В день открытия лагеря на площадке построились пионерские отряды «старого» и «нового» Артека, и на мачте заполыхал наш артековский флаг, — мы увидели, как растёт наша единая семья.
В заключение торжественной части Дорохин объявил:
— Вечером на костровой площадке, в Медвежьем логу состоится торжественный артековский костёр!
Ужинать мы пошли немного раньше и перед закатом солнца все собрались в указанном месте: на зелёных склонах, что амфитеатром окружали долину, разместились артековцы — весёлые, возбуждённые, нетерпеливые. Послышалась команда и несколько костровых с зажжёнными факелами бросились к куче хвороста, и вмиг вся она вспыхнула. Огонь быстро воспламенил пихтовые ветки, распространяясь всё выше и выше, брызгал искрами во все стороны, и вскоре вся пирамида полыхала, словно гигантская свеча. С треском взлетали ввысь золотые искры, казалось, они летят в синее небо к самым звёздам.
Начался концерт, подготовленный общими усилиями. Мы уже хорошо знали свой репертуар, а выступления новеньких слышали впервые, на них, поэтому было сосредоточено всё внимание.
— Композитор Дунаевский, «Моя Москва» в исполнении Нади! — объявил ведущий, неразборчиво назвав фамилию исполнительницы.
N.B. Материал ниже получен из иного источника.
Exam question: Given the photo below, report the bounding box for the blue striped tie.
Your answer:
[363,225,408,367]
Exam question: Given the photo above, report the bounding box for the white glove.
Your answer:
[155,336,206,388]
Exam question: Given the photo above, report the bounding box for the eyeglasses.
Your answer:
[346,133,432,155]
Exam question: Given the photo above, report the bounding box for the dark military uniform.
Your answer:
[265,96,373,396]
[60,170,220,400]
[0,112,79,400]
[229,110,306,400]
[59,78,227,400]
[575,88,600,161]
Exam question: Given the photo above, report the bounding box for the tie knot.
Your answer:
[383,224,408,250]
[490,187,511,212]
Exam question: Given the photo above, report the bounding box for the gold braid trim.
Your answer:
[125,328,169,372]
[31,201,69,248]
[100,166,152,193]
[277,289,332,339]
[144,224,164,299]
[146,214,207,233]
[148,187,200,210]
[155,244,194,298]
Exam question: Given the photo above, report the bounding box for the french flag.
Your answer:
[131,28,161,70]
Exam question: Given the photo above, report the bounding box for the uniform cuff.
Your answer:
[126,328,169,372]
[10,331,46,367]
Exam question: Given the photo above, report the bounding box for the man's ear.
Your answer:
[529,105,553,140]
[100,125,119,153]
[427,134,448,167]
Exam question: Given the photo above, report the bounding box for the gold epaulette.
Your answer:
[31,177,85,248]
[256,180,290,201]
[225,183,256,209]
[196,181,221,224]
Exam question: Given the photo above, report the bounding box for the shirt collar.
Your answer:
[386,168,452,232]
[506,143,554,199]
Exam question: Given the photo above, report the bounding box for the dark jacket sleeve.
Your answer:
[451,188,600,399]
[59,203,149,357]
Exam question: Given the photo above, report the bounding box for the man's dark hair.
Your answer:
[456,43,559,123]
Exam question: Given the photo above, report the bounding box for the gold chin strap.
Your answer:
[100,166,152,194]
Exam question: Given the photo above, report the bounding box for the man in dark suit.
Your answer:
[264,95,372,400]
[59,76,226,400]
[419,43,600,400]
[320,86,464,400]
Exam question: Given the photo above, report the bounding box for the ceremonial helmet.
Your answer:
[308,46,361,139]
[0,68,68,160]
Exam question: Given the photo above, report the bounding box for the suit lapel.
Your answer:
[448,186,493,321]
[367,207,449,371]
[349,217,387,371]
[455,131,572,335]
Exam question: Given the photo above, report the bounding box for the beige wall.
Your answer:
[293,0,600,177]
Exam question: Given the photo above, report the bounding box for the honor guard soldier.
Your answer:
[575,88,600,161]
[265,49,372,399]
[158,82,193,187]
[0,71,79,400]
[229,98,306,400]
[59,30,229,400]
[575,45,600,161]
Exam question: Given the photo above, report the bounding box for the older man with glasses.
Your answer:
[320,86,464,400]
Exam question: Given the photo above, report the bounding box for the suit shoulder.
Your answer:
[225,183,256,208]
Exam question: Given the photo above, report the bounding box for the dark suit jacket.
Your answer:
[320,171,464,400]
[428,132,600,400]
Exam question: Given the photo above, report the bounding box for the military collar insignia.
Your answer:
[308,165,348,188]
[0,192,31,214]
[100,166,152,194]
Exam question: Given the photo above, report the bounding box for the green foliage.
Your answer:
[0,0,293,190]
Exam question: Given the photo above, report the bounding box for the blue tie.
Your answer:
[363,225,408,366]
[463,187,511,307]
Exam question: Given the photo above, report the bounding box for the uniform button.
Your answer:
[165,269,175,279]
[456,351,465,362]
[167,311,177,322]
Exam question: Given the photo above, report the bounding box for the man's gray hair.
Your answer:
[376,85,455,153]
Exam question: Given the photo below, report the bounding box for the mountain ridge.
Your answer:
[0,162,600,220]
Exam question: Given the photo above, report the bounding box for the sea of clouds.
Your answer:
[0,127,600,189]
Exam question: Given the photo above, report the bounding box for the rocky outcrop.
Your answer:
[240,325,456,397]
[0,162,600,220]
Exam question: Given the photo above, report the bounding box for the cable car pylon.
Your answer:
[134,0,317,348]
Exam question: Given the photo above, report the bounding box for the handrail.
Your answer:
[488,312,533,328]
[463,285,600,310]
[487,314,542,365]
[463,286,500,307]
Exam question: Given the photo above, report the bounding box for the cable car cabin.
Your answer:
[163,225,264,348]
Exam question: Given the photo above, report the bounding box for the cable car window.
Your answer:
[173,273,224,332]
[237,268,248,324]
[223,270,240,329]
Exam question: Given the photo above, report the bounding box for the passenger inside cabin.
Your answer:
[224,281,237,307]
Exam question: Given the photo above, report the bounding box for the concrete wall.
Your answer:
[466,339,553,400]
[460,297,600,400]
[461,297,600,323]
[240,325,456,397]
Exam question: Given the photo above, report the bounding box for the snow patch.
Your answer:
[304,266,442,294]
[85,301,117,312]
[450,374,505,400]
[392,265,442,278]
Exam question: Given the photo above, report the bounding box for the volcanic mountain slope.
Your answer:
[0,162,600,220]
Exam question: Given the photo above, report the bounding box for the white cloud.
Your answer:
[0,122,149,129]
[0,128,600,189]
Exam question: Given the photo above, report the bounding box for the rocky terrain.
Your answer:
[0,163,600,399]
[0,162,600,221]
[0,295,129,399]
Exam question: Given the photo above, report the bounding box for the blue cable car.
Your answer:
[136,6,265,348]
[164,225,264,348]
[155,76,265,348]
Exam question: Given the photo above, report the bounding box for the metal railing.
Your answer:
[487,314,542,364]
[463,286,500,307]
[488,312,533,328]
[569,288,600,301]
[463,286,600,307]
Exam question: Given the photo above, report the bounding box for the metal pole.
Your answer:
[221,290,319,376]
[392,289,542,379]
На площадку вышла смуглая стройная девушка, сильным открытым голосом начала петь. Эту песню, позже ставшую популярной, мы слушали тогда впервые. Всех волновали суровые, наполненные глубоким патриотизмом слова песни о любви советского народа к родной Москве, о суровой осени и скрежете танков под Москвой, о твёрдом убеждении советских людей в том, что Москва вечно будет сиять рубиновыми звёздами на башнях Кремля, олицетворяя непобедимость Советской Отчизны.
Когда Надя закончила петь, воцарилось минутное молчание, а потом ударил гром аплодисментов.
— Бис! Бис! Надя, бис!
Девушки-москвички сидели с повлажневшими глазами, песня усилила боль разлуки с родной столицей, с далёким домом и дорогими родителями. А Дорохин, ни к кому не обращаясь, бормотал:
— Вот что может сделать песня с сердцем человека!
Надя ещё раз исполнила песню и её снова наградили горячими аплодисментами.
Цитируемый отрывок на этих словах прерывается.